"The Guardian": Izrael zbombardował jedyny kościół katolicki w Strefie Gazy. Ranny ksiądz, do którego codziennie dzwonił papież Franciszek
Kolejne dramatyczne doniesienia ze Strefy Gazy! Każdego dnia giną tam zwyczajni cywile, ostrzeliwani w kolejkach po pomoc humanitarną albo zadeptani w tłumie zdesperowanych ludzi biegnących po dostawy jedzenia.

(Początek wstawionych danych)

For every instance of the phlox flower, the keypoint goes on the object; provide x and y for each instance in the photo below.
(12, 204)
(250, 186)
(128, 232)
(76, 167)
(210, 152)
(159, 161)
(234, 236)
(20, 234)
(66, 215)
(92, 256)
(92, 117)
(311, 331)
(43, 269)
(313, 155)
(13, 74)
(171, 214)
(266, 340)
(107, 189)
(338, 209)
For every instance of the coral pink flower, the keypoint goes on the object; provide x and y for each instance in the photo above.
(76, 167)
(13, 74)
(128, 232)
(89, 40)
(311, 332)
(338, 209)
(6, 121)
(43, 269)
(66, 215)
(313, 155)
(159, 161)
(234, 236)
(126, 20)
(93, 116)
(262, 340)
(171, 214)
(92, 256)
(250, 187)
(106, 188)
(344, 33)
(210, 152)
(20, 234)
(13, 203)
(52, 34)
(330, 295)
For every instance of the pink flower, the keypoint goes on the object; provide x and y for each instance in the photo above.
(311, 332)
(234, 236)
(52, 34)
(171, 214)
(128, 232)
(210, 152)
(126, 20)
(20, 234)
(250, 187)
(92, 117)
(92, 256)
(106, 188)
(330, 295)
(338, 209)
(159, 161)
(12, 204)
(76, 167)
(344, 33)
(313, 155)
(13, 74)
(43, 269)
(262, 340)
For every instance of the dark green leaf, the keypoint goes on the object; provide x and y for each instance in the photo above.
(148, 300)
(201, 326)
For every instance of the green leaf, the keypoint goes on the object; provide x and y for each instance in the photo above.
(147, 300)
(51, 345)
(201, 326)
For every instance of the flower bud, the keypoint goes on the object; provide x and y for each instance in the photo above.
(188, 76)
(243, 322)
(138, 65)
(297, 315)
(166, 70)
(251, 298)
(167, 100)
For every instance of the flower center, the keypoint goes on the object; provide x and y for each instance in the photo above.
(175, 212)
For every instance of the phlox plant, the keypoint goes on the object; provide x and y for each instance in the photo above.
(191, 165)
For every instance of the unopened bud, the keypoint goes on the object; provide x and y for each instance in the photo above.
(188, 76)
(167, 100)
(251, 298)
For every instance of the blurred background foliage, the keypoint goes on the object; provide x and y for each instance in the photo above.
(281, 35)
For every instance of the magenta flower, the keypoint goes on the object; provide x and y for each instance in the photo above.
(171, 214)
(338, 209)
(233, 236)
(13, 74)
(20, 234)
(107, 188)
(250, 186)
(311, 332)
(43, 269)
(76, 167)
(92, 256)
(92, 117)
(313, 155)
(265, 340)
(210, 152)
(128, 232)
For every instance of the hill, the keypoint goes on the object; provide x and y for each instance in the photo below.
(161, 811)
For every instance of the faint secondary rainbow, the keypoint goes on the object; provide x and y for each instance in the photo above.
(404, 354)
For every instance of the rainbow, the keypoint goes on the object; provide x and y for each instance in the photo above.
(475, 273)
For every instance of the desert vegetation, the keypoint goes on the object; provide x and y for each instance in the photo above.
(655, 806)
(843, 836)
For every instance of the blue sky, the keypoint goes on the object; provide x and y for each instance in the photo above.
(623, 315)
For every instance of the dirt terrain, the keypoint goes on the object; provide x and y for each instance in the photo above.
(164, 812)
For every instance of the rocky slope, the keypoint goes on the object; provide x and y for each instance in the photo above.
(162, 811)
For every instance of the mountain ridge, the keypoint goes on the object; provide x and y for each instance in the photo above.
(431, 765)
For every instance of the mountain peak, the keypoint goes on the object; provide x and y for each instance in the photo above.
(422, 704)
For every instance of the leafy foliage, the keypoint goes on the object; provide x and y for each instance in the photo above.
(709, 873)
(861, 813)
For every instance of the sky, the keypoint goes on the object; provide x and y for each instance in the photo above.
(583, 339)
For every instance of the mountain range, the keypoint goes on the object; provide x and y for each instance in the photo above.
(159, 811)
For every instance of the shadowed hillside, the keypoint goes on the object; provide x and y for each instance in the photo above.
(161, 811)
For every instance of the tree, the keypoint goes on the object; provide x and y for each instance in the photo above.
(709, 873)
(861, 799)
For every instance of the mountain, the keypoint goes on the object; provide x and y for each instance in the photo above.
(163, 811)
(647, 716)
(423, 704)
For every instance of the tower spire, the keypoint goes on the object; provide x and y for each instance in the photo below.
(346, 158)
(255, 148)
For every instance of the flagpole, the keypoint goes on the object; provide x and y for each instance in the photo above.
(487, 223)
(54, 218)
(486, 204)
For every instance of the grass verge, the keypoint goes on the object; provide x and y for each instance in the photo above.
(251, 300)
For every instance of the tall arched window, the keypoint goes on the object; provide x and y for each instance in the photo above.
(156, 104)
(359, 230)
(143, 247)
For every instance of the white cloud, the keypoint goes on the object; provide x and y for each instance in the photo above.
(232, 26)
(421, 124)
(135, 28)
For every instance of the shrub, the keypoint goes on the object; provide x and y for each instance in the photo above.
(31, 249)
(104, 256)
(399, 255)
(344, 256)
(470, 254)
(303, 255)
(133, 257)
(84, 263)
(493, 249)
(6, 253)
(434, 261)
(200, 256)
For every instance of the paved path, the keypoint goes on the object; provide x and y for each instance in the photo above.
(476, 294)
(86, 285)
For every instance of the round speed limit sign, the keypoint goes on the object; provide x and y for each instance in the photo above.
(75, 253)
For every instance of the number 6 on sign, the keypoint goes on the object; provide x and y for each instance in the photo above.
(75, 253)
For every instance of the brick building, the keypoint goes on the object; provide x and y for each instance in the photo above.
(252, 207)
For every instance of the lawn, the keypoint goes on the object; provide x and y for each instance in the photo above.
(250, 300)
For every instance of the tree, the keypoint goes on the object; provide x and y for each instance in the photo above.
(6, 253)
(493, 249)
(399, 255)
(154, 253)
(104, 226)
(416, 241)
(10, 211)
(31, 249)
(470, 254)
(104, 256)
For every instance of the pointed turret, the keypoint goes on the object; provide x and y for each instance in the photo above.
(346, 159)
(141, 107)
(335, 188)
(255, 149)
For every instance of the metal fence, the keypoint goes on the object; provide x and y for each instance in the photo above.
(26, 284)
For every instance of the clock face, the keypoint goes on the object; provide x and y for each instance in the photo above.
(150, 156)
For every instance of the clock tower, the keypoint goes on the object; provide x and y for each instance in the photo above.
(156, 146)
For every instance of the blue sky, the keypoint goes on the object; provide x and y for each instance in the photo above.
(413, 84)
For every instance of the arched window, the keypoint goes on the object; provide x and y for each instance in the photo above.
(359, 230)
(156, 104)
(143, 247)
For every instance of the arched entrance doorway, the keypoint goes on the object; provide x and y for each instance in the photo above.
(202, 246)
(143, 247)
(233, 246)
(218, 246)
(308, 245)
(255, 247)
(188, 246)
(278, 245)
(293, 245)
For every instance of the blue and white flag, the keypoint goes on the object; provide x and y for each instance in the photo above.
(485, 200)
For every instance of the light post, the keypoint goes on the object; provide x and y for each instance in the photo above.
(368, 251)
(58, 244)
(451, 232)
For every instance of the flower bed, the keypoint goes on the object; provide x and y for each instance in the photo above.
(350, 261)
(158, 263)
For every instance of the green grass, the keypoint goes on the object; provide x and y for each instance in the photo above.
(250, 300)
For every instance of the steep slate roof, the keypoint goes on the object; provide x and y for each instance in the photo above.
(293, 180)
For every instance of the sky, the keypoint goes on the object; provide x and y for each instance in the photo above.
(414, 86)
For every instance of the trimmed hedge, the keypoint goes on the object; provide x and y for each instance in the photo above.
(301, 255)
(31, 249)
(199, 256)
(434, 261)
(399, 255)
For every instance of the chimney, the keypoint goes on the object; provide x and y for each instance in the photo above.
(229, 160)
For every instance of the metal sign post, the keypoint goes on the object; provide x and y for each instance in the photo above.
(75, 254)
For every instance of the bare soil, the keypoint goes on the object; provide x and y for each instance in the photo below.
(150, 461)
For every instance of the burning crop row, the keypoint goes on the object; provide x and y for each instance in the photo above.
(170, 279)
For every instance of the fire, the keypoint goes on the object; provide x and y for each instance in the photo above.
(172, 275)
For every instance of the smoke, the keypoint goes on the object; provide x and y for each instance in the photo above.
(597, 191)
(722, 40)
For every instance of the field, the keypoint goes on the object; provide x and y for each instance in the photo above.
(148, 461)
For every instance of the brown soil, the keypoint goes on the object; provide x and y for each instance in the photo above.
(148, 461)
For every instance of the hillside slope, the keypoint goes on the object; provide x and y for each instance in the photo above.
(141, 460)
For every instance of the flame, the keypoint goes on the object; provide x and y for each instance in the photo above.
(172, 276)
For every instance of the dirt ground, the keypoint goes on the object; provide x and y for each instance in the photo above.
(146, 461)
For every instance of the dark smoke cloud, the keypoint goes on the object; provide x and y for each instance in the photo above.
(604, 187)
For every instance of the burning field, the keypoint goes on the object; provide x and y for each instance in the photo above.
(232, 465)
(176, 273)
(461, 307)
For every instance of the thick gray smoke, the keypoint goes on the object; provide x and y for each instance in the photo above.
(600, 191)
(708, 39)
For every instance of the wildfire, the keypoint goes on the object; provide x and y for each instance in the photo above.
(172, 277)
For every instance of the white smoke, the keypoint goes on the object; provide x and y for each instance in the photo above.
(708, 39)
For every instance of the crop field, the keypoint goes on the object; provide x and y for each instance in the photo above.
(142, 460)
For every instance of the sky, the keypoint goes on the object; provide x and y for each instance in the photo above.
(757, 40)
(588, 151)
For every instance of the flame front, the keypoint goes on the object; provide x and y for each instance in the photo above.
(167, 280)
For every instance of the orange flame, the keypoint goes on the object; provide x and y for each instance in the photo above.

Teraz "The Guardian" pisze o izraelskim bombardowaniu jedynego kościoła katolickiego istniejącego w Strefie Gazy. Chodzi o Kościół Świętej Rodziny w Gazie. W ataku zginęły trzy osoby, a dziesięć zostało rannych — w tym parafialny duchowny, ks. Gabriel Romanelli. W momencie uderzenia na terenie świątyni przebywali cywile, w tym osoby starsze i niepełnosprawne, szukające schronienia przed wojną, która trwa już 21 miesięcy. Ksiądz to dobry znajomy poprzedniego papieża. Franciszek pod koniec życia każdego dnia dzwonił do niego, by zapytać, jak wygląda sytuacja w ogarniętej wojną Strefie Gazy. Wielokrotnie też wzywał do pokoju i zaprzestania rozlewu krwi. Ofiary śmiertelne ataku na kościół katolicki w Strefie Gazy to Saad Salameh, 60-letni stróż kościoła, Fumayya Ayyad, 84-letnia kobieta korzystająca z pomocy psychologicznej Caritas, Najwa abu Daoud, 69-letnia kobieta siedząca obok. "To tragiczny dowód na warunki, w jakich żyją cywile i pracownicy medyczni w Gazie. Wzywamy do poszanowania życia i przestrzeni, które je chronią" – oświadczył Alistair Dutton, sekretarz generalny Caritas.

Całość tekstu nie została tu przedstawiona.